Later in the preview, Kate is shown facing some consequences for her actions as her colleague Stuart (Ato Essandoh) tells her she “made a tactical error, and it was deadly” as the two solemnly observe a coffin being loaded onto a plane.
Hal is also shown telling her something was “the cost of doing business,” which greatly upsets her.
“Don’t ever say those words to me again,” she says.
Over a montage that includes scenes of conflict, the trailer also picks up the ongoing storyline of Kate being considered to be vice president of the United States.
Stuart is shown telling someone over the phone “She is not a vice president,” before viewers hear him say, “she’s running with scissors right into my staff and me.”
And then Kate and Hal meet Vice President Grace Penn (Janney), who Kate is being considered to replace due to a scandal involving Penn that viewers learned of in season one. Wondering if Penn knows about that back-channel plan, Hal quickly reasons that she does when he sees her face.
The Diplomat creator Debora Cahn previously teased the challenges in Kate investigating the U.K. in a Tudum interview. “The U.S. and the U.K. don’t spy on each other,” Cahn said. “In fact, they share all their intelligence. So how do you investigate the PM? Who do you trust?”

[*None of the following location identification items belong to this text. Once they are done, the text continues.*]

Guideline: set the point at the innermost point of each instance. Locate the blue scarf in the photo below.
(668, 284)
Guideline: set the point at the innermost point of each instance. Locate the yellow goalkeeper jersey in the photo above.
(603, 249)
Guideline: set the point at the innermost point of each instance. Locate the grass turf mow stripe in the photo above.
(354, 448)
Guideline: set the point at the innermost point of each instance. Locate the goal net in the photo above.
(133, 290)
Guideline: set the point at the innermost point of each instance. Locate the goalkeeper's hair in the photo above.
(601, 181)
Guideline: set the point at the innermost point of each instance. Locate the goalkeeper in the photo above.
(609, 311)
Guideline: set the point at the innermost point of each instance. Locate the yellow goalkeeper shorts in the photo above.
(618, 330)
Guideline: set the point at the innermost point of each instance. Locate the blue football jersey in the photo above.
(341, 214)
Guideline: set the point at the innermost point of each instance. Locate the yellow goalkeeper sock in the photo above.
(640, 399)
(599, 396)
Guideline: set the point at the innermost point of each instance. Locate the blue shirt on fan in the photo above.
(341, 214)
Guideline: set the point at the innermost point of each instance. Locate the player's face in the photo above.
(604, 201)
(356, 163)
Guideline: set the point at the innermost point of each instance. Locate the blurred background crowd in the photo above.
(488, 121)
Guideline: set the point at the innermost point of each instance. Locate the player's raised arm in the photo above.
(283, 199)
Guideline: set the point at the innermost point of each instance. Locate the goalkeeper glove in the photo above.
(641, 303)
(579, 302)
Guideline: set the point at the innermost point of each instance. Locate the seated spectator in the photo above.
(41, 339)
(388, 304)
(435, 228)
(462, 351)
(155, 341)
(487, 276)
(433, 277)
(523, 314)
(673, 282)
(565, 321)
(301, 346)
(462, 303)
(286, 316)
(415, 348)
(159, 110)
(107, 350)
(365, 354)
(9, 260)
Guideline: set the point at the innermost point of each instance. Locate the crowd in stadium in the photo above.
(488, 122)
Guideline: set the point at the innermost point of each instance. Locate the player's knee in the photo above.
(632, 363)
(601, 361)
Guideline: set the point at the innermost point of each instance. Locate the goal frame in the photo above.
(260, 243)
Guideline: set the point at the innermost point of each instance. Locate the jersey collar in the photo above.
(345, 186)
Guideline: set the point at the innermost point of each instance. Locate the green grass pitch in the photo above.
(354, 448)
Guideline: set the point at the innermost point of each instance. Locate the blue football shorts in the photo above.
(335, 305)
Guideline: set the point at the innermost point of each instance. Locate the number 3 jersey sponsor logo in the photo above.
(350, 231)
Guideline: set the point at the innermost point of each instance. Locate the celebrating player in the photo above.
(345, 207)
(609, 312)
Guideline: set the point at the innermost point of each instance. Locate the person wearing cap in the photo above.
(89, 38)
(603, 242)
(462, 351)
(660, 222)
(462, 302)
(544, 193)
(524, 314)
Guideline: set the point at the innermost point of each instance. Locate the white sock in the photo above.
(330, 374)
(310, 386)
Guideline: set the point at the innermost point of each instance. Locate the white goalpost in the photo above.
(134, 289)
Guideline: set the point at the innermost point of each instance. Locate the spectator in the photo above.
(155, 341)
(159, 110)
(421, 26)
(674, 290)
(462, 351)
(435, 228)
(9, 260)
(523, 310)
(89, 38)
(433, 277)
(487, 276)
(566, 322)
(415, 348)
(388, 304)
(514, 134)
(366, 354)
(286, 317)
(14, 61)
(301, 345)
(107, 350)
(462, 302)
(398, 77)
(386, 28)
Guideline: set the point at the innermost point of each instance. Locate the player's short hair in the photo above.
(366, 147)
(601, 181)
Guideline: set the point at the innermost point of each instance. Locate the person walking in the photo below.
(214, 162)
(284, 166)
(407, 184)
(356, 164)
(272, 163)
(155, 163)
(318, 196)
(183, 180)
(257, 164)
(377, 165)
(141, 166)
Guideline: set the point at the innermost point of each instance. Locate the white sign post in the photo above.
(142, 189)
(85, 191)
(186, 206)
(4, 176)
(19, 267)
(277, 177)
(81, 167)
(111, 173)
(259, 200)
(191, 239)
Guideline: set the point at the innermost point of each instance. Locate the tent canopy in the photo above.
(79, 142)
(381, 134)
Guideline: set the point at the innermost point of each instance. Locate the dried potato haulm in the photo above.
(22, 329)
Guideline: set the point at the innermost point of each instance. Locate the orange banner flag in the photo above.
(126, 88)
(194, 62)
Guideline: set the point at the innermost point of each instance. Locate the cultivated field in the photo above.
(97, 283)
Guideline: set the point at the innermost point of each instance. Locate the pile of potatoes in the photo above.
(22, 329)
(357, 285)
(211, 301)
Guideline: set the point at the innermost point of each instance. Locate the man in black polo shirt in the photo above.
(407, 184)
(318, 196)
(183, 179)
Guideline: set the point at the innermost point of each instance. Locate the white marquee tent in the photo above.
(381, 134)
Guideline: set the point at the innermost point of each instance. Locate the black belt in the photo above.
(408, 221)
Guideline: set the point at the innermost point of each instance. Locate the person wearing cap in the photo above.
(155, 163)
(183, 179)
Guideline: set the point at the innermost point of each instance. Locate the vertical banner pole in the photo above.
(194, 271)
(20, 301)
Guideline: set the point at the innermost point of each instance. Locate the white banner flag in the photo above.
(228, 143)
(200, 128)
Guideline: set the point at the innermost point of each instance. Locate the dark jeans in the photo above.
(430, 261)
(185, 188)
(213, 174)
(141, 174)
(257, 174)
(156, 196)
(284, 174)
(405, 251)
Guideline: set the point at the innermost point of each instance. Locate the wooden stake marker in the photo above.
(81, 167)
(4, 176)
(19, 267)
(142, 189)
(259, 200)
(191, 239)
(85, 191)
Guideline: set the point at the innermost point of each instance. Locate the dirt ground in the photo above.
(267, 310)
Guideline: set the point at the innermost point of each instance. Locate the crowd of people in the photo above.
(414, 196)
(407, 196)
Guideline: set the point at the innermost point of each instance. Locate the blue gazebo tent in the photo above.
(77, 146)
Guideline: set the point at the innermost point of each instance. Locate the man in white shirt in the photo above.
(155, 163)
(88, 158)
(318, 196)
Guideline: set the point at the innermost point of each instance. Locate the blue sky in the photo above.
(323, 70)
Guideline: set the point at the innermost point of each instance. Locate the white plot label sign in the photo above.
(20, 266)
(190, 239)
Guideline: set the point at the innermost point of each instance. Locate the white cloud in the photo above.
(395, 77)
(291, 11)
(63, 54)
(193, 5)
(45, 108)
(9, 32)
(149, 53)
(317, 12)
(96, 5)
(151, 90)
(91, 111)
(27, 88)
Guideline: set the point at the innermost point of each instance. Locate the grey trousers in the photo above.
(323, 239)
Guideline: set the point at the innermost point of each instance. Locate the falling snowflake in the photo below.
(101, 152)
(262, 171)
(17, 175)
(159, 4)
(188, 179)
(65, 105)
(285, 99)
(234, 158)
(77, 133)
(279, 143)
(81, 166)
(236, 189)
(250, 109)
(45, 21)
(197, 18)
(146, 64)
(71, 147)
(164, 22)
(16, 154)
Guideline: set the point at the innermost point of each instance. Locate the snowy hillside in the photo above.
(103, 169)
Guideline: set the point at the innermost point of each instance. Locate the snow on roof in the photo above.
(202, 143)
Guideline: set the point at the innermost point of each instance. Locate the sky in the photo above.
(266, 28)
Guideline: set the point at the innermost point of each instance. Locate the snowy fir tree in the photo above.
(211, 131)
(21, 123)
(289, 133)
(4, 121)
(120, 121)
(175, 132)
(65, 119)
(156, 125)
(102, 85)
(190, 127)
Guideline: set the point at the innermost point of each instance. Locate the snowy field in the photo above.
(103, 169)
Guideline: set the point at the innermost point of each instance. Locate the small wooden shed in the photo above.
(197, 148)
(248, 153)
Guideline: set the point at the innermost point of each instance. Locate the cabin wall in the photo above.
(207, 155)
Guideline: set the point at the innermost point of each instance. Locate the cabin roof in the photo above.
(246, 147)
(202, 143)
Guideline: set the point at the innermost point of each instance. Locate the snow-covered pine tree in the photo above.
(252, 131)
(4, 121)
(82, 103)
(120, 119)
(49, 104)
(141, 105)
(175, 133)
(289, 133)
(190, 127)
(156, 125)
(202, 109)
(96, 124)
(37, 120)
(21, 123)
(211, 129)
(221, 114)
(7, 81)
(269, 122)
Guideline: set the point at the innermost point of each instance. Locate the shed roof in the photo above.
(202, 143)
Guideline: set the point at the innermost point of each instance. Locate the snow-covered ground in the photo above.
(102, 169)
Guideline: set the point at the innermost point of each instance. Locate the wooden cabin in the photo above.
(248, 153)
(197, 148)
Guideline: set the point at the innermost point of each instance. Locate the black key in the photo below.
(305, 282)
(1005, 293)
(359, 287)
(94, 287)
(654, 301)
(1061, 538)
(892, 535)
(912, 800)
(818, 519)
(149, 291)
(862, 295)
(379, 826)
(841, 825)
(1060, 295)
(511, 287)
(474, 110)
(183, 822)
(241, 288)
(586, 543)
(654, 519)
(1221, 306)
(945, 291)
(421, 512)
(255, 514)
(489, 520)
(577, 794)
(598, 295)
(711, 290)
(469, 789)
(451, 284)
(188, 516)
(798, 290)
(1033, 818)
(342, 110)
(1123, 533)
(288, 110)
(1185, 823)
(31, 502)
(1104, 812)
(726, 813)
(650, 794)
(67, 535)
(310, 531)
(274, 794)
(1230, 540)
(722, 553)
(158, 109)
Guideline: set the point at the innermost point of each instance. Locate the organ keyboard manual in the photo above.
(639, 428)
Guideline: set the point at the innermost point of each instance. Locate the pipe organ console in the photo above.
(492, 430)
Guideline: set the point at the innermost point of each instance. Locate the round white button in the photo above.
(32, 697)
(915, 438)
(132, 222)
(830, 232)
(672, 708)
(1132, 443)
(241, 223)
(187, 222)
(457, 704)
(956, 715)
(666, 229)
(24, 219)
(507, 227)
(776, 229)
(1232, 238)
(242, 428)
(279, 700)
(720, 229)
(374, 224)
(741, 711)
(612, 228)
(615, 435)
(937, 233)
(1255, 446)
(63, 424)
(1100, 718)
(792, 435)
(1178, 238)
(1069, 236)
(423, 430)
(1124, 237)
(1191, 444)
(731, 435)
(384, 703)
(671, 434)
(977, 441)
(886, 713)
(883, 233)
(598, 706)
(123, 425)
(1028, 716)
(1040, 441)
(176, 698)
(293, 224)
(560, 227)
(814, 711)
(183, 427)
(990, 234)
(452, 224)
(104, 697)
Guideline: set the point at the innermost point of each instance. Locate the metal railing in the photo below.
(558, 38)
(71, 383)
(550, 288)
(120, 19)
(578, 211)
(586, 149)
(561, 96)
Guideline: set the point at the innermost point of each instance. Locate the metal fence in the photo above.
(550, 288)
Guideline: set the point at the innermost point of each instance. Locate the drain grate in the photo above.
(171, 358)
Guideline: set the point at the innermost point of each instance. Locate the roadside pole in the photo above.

As for the season-one-ending explosion, which appeared to hit Hal and some of Kate’s colleagues, Cahn previously said the “politically motivated” attack “takes some lives and shatters the rest. The marriage she thought was over, the relationship she thought was beginning … all of it, in pieces.”
Cahn added that in season two, “everything we thought we knew about the Wylers changes, as does everything they think they know about each other.”
The Diplomat is executive produced by Russell, Cahn, Janice Williams, Peter Noah and Alex Graves.